Part of Putin’s popularity has rested on his pledge of raising the standards of living of the Russian people and restoring Russian prestige worldwide. With plunging oil prices and Russia’s expensive foreign adventurism in the Middle East, the current regime in Russia will face domestic pressure on maintaining the current standard of living in Russia already in decline. Russian history is replete with historical lessons on what happens when the people of Russia lose patience with their leaders during times of economic decline and unrest.

For Saudi Arabia, the consequences for the House of Saud could be more devastating. Saudi Arabia depends 100% on the profits from its oil sales to fund its government and the welfare state it has created with the proceeds from oil sales.
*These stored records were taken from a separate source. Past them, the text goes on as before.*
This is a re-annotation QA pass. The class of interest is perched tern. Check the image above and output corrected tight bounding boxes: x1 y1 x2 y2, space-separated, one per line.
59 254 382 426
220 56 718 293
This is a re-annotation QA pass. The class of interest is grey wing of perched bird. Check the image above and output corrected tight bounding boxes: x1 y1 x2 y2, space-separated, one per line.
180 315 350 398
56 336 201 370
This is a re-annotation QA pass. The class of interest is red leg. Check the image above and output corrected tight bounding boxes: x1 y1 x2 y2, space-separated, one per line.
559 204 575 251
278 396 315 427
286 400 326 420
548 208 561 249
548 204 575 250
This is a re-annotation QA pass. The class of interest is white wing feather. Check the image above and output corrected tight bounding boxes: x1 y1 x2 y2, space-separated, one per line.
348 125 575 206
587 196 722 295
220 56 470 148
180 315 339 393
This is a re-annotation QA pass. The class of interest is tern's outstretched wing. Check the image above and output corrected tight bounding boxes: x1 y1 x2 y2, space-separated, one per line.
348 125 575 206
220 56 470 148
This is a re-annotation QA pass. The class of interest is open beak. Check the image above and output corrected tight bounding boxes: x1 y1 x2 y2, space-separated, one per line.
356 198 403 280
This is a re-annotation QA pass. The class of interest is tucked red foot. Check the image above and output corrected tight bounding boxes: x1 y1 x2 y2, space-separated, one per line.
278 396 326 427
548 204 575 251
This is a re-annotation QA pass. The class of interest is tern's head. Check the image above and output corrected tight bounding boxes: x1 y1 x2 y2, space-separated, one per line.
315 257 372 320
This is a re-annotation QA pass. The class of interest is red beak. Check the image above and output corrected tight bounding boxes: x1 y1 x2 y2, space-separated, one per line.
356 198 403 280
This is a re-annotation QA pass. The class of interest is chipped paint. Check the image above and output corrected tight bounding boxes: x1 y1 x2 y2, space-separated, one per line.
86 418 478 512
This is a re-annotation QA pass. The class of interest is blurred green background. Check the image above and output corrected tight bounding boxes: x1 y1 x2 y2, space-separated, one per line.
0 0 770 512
For Saudi Arabia to meet this need, and to balance its budget, Saudi Arabia needs oil to be at $80 a barrel. With Brent crude prices at $34.11 a barrel as of April 3, 2020, the Saudi regime faces a shortfall of $47.89 a barrel. This is having a devastating effect on the Saudi economy, and eventually, the economic crisis will bleed into the political scene.

Unless the Russians and the Saudis find some means of ending this insane oil war, both countries political systems may implode, leaving the United States as the largest oil and natural gas producer in the world.